Sunday, April 7, 2013

Obamacare: actuaries, insurance policies, maintenance policies and Kathleen Sebelius

“In a report that could prove a big political headache for the administration, the Society of Actuaries estimated Tuesday that insurers will have to pay out an average of 32 percent more for claims on individual health policies under the Affordable Care Act, a cost likely to be passed on to consumers.”

“Kristi Bohn, an actuary who worked on the study, acknowledged it did not attempt to estimate the effect of subsidies, insurer competition and other factors that could mitigate cost increases. She said the goal was to look at the underlying cost of medical care.

"Claims cost is the most important driver of health care premiums," she said.” (1)

Enter Kathleen Sebelius:

“At a White House briefing Tuesday, Health and Human Services Secretary Kathleen Sebelius said some of what passes for health insurance today is so skimpy it can't be compared to the comprehensive coverage available under the law. "Some of these folks have very high catastrophic plans that don't pay for anything unless you get hit by a bus," she said. "They're really mortgage protection, not health insurance."

She said this in response to a report from the American Society of Actuaries arguing that premiums are going to rise by 32% when Obamacare kicks in, as coverage gets more generous and more sick people join the insurance market. Sebelius's response is apparently that catastrophic insurance isn't really insurance at all--which is exactly backwards. Catastrophic coverage is "true insurance". Coverage of routine, predictable services is not insurance at all; it's a spectacularly inefficient prepayment plan.” (2)(3)(4)

What Sebelius is saying is that maintenance policies are insurance.
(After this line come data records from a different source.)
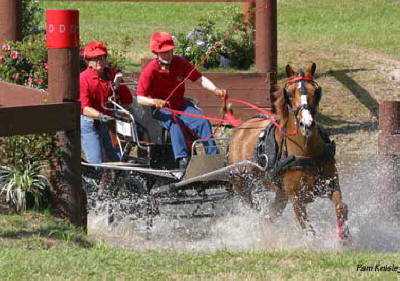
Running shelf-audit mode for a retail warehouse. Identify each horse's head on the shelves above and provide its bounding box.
[275,63,321,137]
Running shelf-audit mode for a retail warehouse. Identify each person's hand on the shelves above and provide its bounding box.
[153,99,166,108]
[214,88,226,97]
[99,113,115,123]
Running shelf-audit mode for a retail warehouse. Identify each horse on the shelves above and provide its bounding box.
[227,63,350,241]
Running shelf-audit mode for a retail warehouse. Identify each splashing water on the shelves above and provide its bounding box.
[88,156,400,252]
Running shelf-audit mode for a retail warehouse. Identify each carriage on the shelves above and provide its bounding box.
[82,74,262,220]
[82,63,351,240]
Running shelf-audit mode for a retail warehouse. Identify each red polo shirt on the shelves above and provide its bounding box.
[79,67,132,115]
[137,56,202,109]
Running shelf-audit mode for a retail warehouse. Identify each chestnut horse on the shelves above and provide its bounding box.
[228,63,350,239]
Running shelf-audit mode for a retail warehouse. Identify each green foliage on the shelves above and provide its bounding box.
[176,9,255,69]
[22,0,44,37]
[175,20,220,68]
[0,161,49,212]
[0,34,48,90]
[0,135,56,211]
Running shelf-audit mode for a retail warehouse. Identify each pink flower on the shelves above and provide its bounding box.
[35,78,43,85]
[1,44,11,51]
[11,51,19,60]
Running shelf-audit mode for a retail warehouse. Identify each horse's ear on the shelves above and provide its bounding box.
[286,64,295,77]
[307,62,317,76]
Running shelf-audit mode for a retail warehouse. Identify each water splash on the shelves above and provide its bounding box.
[88,156,400,252]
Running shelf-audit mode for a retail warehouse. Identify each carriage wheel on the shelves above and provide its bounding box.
[114,171,149,196]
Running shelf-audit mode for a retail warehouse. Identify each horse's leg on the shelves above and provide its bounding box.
[292,196,315,235]
[269,187,289,221]
[330,190,351,240]
[231,176,253,207]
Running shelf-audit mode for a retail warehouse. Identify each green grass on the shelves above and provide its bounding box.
[0,212,400,280]
[40,0,400,70]
[278,0,400,59]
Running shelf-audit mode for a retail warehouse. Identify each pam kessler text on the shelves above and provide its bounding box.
[357,263,400,273]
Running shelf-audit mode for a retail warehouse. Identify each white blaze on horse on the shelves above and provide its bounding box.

This would mean the risk management matrix, insurance theory and actuaries are fallacious as maintenance policies are true insurance.
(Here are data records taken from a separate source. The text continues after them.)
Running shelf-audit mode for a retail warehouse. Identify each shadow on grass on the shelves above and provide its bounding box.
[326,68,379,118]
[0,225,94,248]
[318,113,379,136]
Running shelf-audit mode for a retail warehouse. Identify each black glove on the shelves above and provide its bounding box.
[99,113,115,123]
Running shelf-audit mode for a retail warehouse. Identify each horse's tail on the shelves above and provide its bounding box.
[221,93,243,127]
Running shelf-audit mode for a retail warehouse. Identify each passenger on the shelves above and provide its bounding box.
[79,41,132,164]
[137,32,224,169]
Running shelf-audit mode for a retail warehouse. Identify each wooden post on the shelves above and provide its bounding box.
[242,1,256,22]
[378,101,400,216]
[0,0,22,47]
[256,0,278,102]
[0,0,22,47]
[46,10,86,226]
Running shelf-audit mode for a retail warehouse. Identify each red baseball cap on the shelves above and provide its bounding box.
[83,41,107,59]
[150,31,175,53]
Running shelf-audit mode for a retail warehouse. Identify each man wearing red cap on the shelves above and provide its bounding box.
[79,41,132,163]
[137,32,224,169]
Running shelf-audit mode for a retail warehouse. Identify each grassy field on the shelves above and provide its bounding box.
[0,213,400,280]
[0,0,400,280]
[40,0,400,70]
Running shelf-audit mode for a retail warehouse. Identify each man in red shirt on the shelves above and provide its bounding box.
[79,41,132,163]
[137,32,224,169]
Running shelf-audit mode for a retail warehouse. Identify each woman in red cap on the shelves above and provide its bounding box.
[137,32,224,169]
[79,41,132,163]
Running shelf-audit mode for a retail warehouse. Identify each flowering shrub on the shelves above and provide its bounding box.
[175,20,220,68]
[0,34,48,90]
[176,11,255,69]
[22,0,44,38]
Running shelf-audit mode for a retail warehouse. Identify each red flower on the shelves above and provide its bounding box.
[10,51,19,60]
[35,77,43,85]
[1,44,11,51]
At this point many pundits show the absurdity of Sebelius's claim by pointing out the oft quoted case of “grocery insurance” or “gasoline insurance“. That is, if you “insured” the maintenance of grocery purchases or gasoline purchases your price for such coverage would be exactly the cost of your groceries or gasoline, plus an administration charge to handle the transactions. (5) (6)

The problems mentioned above regarding claim costs and hence rising premium price and the problem with maintenance policies can be summed up very easily: in the risk management matrix the most efficient use of insurance is for low frequency and high severity risks. All other deployments of insurance in the risk management matrix are inefficient allocations of insurance. (7) (8)


Given insurance theory and in particular the risk management matrix and knowing the most efficient deployment of insurance is for low frequency and high severity risks, then why does Sebelius advocate high cost maintenance insurance designs which drive up claim cost and hence premium? Sebelius’s argument finds its implicit assumption in categorical risk management. However, before one can discuss categorical risk management one must examine incremental risk management. All firms and all individuals deploy incremental risk management. That is, risk management is viewed in a cost/benefit fashion with certain risks retained as the cost outweighs the benefit. For example, the vast majority of households do not install sprinkler systems in their homes as the cost/benefit is ineffective given constraints but many households do find smoke/fire detectors cost/benefit effective.

Then who advocates categorical risk management such as Sebelius? Categorical risk management advocates take the position of unlimited benefit regardless of cost. Who in the world can disregard cost? Ah, enter Milton Friedman’s fourth category of spending. Those that advocate categorical risk management do so with other people’s money. (9) (10)

Hence we end this examination with the Health and Human Services Secretary, Kathleen Sebelius dismissing the Society of Actuaries by advocating the deployment of insurance in an inefficient fashion via categorical risk management with other people’s money. Political nitwitery is best served with dupery.



(1) Study estimates Obamacare could raise individual claim costs 32 percent, Washington Guardian, 03/27/2013 [update 03/28/2013].

(2) ibid

(3) Health and Human Services Secretary Doesn't Understand What Insurance Is, Megan McArdle, 03/27/2013, The Daily Beast.

(4) What is the purpose of insurance? Greg Mankiw’s blog, 03/28/2013.

(5) ibid

(6) Health and Human Services Secretary Doesn't Understand What Insurance Is, Megan McArdle, 03/27/2013, The Daily Beast.

(7) The Socialized Medicine Scheme: reverse risk management.

(8) ObamaCare: more on categorical risk management

(9) Milton Friedman’s Four Categories of Spending.